Là où se trouve une place vide, la pomme de terre devra être cultivée
Ce n’est cependant qu’au 18e siècle que la culture de la pomme de terre s’intensifie en Allemagne. Nous voilà en 1756 : face à une population grandissante mais aussi aux famines qui font rage en Europe au cours de ce siècle-là (entre 1708 et 1711, la Prusse-Orientale perdit par exemple 41 % de sa population, soit 250 000 personnes), le roi de Prusse Frédéric II le Grand introduit l’édit des pommes de terre (Kartoffelbefehl). Reconnues pour leurs qualités nutritives, le souverain veut en développer la culture (relativement peu exigeante) à travers ses terres. « Là où se trouve une place vide, la pomme de terre devra être cultivée » écrivait-il. C’est ainsi que le tubercule s’est répandu en Prusse.

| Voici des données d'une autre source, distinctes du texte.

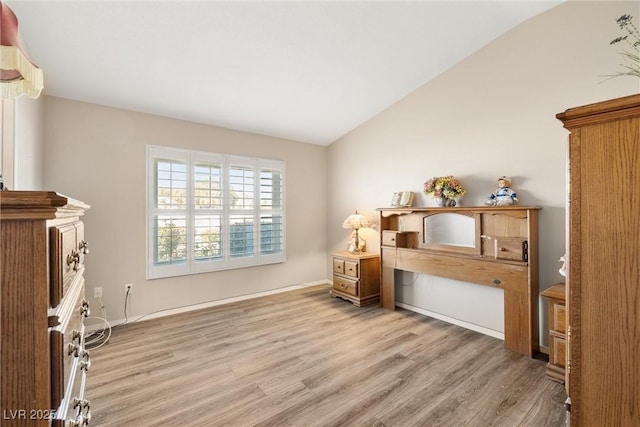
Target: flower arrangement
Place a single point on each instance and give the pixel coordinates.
(444, 186)
(631, 36)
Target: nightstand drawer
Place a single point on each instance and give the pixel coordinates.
(351, 269)
(559, 319)
(557, 350)
(345, 286)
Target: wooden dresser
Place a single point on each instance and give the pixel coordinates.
(603, 258)
(555, 297)
(42, 355)
(356, 277)
(499, 248)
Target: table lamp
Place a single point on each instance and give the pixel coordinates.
(356, 221)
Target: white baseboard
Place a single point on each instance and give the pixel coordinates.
(457, 322)
(184, 309)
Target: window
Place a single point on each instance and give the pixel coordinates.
(211, 211)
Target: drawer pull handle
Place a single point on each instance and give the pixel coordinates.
(83, 247)
(83, 411)
(74, 258)
(85, 365)
(85, 311)
(76, 335)
(73, 350)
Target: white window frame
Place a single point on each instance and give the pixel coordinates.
(226, 261)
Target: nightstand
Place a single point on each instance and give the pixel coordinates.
(555, 296)
(356, 277)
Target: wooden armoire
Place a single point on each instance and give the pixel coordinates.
(603, 252)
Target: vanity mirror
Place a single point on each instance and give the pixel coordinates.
(449, 229)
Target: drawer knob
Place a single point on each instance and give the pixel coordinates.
(83, 247)
(85, 364)
(73, 349)
(83, 411)
(74, 259)
(84, 309)
(76, 335)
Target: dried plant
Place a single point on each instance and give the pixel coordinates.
(631, 52)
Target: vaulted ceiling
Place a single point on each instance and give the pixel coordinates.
(305, 70)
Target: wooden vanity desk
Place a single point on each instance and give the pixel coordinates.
(490, 246)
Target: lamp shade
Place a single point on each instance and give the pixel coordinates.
(18, 75)
(355, 221)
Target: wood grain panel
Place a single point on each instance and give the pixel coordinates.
(604, 244)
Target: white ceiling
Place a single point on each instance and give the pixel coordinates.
(307, 71)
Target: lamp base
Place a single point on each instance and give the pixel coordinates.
(356, 248)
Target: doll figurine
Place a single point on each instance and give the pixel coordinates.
(504, 195)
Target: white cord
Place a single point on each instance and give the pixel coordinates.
(100, 337)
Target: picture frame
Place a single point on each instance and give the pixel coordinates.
(402, 199)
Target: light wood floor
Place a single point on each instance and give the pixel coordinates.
(303, 358)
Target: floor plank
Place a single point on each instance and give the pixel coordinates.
(302, 358)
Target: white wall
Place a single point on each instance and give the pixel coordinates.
(22, 144)
(492, 114)
(97, 154)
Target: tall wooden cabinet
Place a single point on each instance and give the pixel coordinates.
(603, 281)
(43, 362)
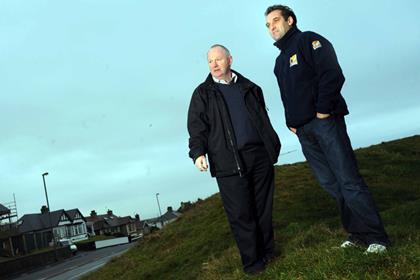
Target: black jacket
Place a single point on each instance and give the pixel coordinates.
(309, 77)
(211, 130)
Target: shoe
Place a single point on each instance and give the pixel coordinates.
(375, 249)
(348, 244)
(269, 259)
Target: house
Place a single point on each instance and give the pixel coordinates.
(39, 230)
(3, 211)
(110, 224)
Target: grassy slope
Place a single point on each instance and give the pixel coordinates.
(307, 229)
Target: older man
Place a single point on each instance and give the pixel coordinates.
(228, 123)
(310, 81)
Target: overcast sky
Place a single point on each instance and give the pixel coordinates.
(96, 92)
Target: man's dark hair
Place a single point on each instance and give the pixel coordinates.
(286, 12)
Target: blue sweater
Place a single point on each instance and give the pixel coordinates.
(309, 77)
(245, 132)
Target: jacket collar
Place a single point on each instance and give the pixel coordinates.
(241, 80)
(284, 42)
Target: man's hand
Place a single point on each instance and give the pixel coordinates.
(201, 163)
(322, 116)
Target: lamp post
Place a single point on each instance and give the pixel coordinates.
(160, 212)
(49, 212)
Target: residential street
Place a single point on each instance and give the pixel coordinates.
(77, 266)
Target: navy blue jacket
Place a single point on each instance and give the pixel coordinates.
(211, 131)
(309, 77)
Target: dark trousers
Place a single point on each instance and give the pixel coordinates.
(328, 150)
(248, 202)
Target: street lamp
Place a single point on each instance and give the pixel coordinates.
(49, 212)
(160, 212)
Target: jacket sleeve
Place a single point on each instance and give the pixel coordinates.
(197, 126)
(320, 53)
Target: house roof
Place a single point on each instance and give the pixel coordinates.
(108, 221)
(36, 222)
(4, 210)
(73, 212)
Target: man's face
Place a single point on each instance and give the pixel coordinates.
(219, 63)
(277, 25)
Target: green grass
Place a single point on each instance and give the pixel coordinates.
(307, 229)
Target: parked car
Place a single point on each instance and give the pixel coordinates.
(68, 242)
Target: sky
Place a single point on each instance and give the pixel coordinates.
(96, 92)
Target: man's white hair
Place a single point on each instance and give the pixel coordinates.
(227, 52)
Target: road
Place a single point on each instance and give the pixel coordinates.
(77, 266)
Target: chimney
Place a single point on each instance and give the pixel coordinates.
(44, 209)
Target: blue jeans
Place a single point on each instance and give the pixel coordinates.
(328, 150)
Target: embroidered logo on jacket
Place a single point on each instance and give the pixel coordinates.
(293, 60)
(316, 44)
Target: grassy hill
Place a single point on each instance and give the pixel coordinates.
(307, 229)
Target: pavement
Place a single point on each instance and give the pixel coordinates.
(77, 266)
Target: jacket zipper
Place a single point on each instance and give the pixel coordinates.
(231, 141)
(234, 154)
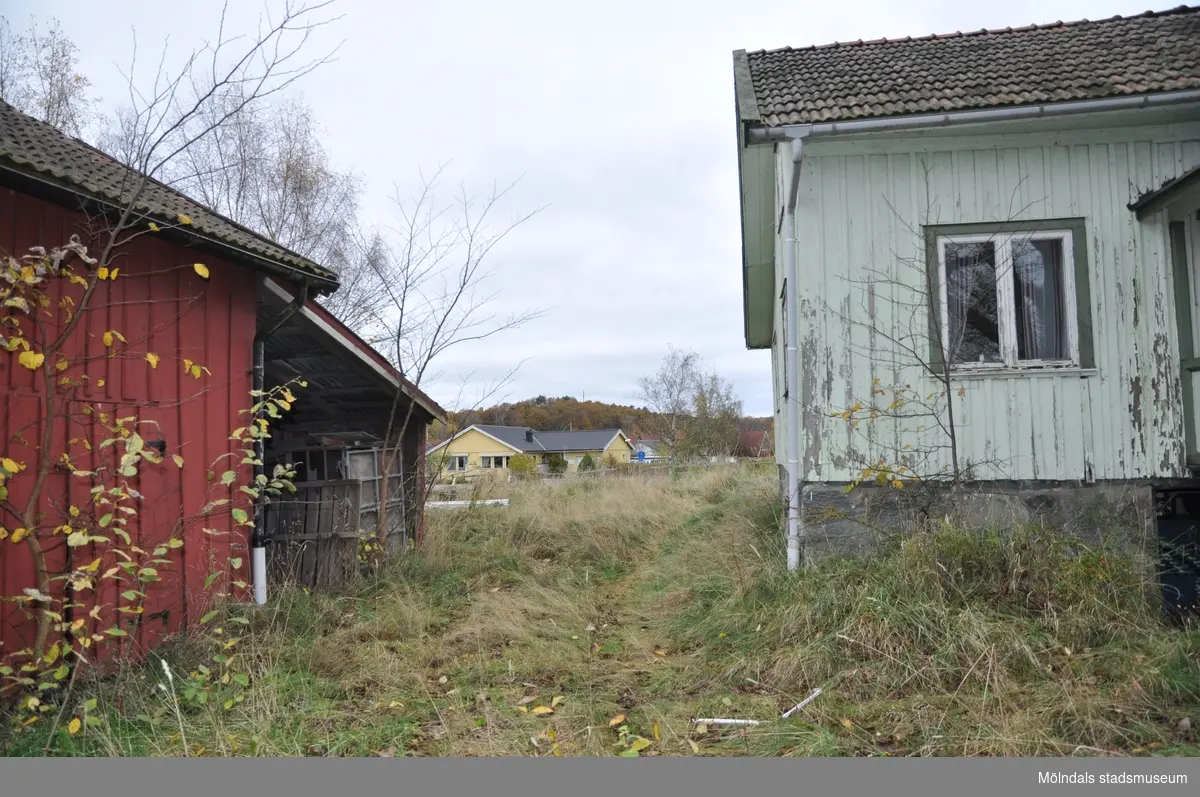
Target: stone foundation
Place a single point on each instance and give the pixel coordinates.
(838, 522)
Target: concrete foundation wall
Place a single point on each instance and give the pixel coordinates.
(838, 522)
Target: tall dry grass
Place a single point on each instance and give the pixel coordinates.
(664, 598)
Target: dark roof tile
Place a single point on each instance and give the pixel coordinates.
(34, 148)
(1012, 66)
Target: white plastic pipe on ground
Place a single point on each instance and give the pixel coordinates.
(258, 564)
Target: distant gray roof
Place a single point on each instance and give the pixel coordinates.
(562, 442)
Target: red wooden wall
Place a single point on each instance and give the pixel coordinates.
(160, 305)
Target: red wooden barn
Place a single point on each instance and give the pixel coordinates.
(52, 187)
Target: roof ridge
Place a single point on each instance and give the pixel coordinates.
(982, 31)
(51, 130)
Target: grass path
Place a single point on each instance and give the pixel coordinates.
(527, 630)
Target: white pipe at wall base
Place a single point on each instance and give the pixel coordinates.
(258, 564)
(795, 517)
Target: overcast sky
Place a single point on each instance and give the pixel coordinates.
(617, 117)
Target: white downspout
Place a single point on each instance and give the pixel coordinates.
(795, 498)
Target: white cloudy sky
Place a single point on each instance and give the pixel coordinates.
(618, 117)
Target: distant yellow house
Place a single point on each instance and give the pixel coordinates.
(485, 449)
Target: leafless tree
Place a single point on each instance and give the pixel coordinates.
(39, 76)
(670, 394)
(435, 285)
(907, 430)
(714, 419)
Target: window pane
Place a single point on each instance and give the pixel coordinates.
(971, 305)
(1039, 295)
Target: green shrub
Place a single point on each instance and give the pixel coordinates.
(522, 463)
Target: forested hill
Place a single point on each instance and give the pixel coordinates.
(568, 413)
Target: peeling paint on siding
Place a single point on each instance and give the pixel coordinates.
(1131, 423)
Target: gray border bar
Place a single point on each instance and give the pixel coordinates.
(606, 777)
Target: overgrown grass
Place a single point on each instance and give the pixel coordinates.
(665, 599)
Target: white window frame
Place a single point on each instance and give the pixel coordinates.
(1006, 300)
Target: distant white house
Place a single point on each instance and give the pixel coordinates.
(989, 239)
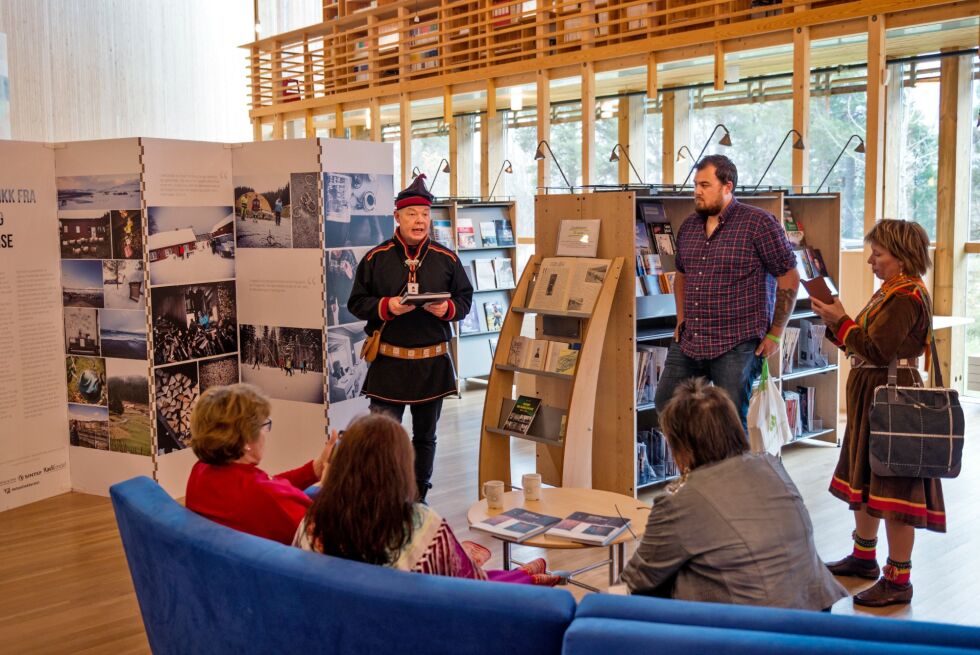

Il existe bien sûr des légendes sur comment s’est exactement mis en place l’édit : selon certains dires, la curiosité des paysans qui refusaient en premier lieu de cultiver la patate, fut attisée par la troupe de soldats gardant le champ de pommes de terre destinées à la consommation du roi. La nuit suivante, les agriculteurs auraient alors profité de la perte d’attention de la garde pour venir voler les graines, afin de cultiver à leur tour cette fameuse pomme de terre. Aujourd’hui encore, certains visiteurs du château de Sanssouci à Potsdam où est enterré Frédéric II le Grand, en déposent une sur la sépulture du souverain.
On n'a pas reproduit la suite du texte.